November 6, 2013
Los Angeles is poised to unleash an ambitious city-led broadband project with plans to deliver fiber to all of its businesses and 3.5 million residents. The new fiber network, expected to cost $3 billion to $5 billion, would offer free Internet access of 2Mbps to 5Mbps, likely subsidized by advertising. Paid tiers would offer access up to a gigabit, and the network would power Wi-Fi hotspots in public areas. Phone service and television is not a requirement for bidders, but package offerings would not be a surprise.
The city is expected to issue an RFP (request for proposals) next month “that would require fiber to be run to every residence, every business, and every government entity within the city limits of Los Angeles,” said Los Angeles Information Technology Agency GM Steve Reneker.
“Residential broadband in LA today typically ranges from 5Mbps to 50Mbps from the likes of AT&T, Time Warner, Verizon, Cox, and Charter,” reports Ars Technica. “Gigabit speeds are available to businesses, but at a higher price than other communities, Reneker said. By expanding gigabit access and hopefully lowering the price, LA hopes to attract new entrepreneurs and keep existing businesses from leaving the city.”
Cost of the buildout is expected to fall on the vendor. “The city is going into it and writing the agreement, basically saying, ‘we have no additional funding for this effort.’ We’re requiring the vendors that respond to pay for the city resources needed to expedite any permitting and inspection associated with laying their fiber,” said Reneker. “If they’re not willing to do that, our City Council may consider a general fund transfer to reimburse those departments, but we’re going in with the assumption that the vendor is going to absorb those up-front costs to make sure they can do their buildout in a timely fashion.”

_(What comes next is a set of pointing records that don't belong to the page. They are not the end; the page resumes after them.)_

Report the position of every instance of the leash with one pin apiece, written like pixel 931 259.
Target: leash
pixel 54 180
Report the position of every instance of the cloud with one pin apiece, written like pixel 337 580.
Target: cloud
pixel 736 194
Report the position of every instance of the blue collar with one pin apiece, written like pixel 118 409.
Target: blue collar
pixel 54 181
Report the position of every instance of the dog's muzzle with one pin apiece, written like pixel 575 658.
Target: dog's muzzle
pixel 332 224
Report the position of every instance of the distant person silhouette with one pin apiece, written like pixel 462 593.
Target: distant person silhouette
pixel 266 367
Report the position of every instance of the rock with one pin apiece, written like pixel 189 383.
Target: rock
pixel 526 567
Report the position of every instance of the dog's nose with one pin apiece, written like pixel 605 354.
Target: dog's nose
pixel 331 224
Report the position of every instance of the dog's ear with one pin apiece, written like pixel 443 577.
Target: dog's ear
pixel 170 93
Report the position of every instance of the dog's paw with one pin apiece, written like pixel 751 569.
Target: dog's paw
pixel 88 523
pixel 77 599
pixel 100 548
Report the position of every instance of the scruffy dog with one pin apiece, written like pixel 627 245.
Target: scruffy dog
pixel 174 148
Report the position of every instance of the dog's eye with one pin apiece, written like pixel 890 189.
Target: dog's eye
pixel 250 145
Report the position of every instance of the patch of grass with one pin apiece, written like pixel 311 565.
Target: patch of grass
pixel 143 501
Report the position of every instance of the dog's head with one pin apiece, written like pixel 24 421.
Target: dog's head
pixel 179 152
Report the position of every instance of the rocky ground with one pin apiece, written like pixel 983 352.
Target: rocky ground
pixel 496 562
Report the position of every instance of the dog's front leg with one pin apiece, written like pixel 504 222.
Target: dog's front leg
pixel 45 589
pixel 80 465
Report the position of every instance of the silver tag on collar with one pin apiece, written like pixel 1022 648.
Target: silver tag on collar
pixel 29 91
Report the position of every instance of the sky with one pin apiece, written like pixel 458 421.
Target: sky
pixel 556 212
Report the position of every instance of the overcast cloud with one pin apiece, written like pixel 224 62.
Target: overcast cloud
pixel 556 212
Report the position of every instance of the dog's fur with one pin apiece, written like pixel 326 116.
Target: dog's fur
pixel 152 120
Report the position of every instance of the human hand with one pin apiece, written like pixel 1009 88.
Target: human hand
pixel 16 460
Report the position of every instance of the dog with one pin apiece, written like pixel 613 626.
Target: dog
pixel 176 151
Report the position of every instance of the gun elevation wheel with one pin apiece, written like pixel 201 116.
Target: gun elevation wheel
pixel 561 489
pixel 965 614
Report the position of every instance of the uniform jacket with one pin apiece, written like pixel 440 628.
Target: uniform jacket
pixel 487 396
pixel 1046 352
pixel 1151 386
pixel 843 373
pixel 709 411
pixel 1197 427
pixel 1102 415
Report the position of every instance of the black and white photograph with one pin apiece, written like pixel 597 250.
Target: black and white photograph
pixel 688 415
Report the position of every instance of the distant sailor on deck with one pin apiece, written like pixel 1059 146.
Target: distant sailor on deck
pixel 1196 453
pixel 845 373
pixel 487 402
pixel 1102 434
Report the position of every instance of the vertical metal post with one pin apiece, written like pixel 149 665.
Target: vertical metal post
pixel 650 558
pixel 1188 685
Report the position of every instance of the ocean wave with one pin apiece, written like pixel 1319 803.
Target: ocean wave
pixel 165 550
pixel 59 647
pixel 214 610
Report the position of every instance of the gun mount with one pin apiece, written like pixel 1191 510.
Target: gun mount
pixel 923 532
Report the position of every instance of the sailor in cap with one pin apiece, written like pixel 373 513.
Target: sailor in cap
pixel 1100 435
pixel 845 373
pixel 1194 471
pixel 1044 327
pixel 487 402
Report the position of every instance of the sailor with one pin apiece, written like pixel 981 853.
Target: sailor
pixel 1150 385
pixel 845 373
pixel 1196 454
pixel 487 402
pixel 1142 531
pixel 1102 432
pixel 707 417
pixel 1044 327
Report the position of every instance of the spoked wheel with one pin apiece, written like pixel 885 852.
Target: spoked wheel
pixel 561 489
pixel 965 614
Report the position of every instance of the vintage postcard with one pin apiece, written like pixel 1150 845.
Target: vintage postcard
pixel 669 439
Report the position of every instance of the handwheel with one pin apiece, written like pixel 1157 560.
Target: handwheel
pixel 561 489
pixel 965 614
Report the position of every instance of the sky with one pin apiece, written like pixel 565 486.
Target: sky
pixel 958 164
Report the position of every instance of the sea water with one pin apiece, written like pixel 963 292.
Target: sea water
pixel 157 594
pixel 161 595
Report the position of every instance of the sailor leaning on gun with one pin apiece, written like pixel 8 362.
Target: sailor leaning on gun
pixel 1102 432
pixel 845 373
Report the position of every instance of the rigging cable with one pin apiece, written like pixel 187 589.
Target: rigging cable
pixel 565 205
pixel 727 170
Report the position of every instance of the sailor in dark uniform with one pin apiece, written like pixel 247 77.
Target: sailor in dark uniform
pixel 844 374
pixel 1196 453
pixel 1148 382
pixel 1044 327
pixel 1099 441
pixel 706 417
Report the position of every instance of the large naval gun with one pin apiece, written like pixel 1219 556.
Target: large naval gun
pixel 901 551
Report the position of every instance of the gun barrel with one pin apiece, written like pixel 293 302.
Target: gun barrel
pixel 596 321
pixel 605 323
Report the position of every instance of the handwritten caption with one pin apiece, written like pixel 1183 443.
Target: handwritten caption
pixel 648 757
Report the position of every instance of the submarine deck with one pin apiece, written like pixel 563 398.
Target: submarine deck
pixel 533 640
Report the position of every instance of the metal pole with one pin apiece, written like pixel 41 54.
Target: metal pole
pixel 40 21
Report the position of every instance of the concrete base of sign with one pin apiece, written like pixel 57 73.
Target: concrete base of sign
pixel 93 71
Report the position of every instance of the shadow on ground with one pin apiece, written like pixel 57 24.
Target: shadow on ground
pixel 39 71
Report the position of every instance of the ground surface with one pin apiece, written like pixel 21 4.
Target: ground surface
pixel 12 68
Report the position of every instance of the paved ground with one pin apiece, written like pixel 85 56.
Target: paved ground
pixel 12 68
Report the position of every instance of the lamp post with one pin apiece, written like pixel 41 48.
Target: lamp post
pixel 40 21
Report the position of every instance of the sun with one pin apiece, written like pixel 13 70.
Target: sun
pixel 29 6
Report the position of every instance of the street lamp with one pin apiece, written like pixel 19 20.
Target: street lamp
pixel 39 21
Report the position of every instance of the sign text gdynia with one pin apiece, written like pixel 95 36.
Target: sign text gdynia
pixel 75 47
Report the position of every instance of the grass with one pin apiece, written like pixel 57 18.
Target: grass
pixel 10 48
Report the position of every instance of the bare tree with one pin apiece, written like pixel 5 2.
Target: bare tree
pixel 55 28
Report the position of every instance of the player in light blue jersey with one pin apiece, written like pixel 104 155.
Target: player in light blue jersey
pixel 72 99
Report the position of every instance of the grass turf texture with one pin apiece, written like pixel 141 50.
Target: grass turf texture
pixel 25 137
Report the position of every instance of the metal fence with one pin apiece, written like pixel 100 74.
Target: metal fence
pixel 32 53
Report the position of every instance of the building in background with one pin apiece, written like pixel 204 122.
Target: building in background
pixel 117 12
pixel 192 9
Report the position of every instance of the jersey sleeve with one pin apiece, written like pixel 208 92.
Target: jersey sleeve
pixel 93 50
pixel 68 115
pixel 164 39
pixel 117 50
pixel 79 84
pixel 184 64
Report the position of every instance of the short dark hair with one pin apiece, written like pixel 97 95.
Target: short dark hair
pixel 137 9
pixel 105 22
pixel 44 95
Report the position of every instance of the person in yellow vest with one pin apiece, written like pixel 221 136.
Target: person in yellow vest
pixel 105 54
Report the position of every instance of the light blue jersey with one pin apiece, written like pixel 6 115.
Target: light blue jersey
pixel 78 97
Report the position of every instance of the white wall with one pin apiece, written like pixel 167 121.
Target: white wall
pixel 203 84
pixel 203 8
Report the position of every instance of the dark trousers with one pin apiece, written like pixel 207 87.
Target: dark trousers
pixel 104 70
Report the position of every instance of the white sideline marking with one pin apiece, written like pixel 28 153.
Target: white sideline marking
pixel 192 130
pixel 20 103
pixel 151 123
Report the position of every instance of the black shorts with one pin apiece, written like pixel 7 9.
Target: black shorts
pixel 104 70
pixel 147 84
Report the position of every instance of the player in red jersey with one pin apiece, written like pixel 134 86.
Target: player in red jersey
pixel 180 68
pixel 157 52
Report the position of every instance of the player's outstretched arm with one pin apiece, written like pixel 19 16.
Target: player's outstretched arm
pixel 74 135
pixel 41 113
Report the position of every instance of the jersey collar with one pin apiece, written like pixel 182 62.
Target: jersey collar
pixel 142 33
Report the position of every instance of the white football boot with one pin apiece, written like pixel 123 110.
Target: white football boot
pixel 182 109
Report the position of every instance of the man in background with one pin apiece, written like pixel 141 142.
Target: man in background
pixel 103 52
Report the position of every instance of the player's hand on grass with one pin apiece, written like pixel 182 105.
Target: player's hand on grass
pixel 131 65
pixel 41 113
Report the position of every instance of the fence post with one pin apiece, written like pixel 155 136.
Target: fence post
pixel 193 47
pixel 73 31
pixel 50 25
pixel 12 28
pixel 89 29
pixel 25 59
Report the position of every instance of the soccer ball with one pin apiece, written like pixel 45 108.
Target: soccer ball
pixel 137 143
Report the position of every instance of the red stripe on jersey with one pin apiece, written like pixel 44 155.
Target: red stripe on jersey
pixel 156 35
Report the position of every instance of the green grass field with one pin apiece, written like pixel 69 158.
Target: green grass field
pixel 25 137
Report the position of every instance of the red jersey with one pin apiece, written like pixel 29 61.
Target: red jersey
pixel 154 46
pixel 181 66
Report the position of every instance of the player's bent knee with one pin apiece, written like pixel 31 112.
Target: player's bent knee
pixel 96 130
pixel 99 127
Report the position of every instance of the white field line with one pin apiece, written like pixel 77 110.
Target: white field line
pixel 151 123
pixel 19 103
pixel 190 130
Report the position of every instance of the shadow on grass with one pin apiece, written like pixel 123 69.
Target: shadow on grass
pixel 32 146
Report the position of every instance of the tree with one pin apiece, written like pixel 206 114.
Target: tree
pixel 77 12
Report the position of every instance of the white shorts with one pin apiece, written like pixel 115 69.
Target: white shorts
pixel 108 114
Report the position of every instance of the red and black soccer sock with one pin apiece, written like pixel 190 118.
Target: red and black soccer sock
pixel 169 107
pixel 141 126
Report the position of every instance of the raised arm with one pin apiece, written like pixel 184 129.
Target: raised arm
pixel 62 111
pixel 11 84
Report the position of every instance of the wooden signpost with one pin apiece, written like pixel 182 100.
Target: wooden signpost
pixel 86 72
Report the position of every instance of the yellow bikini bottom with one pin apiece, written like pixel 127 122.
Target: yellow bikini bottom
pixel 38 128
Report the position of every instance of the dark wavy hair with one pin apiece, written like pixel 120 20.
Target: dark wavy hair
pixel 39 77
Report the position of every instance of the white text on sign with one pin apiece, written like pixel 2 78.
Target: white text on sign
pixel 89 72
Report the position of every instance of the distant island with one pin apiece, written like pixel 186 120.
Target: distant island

“The RFP would favor companies that can offer not only fiber Internet but also cellular service and data center hosting,” notes the article, indicating that AT&T and Verizon would be viable candidates. Reneker said that Time Warner, Cox, and Charter could also be among those to offer bids. However, Google Fiber in its current form will not be considered by the city.
“They would have to change their business model,” Reneker said in regards to Google. “They only run residential. We’re requiring a component for the business. That would be a new market for them.”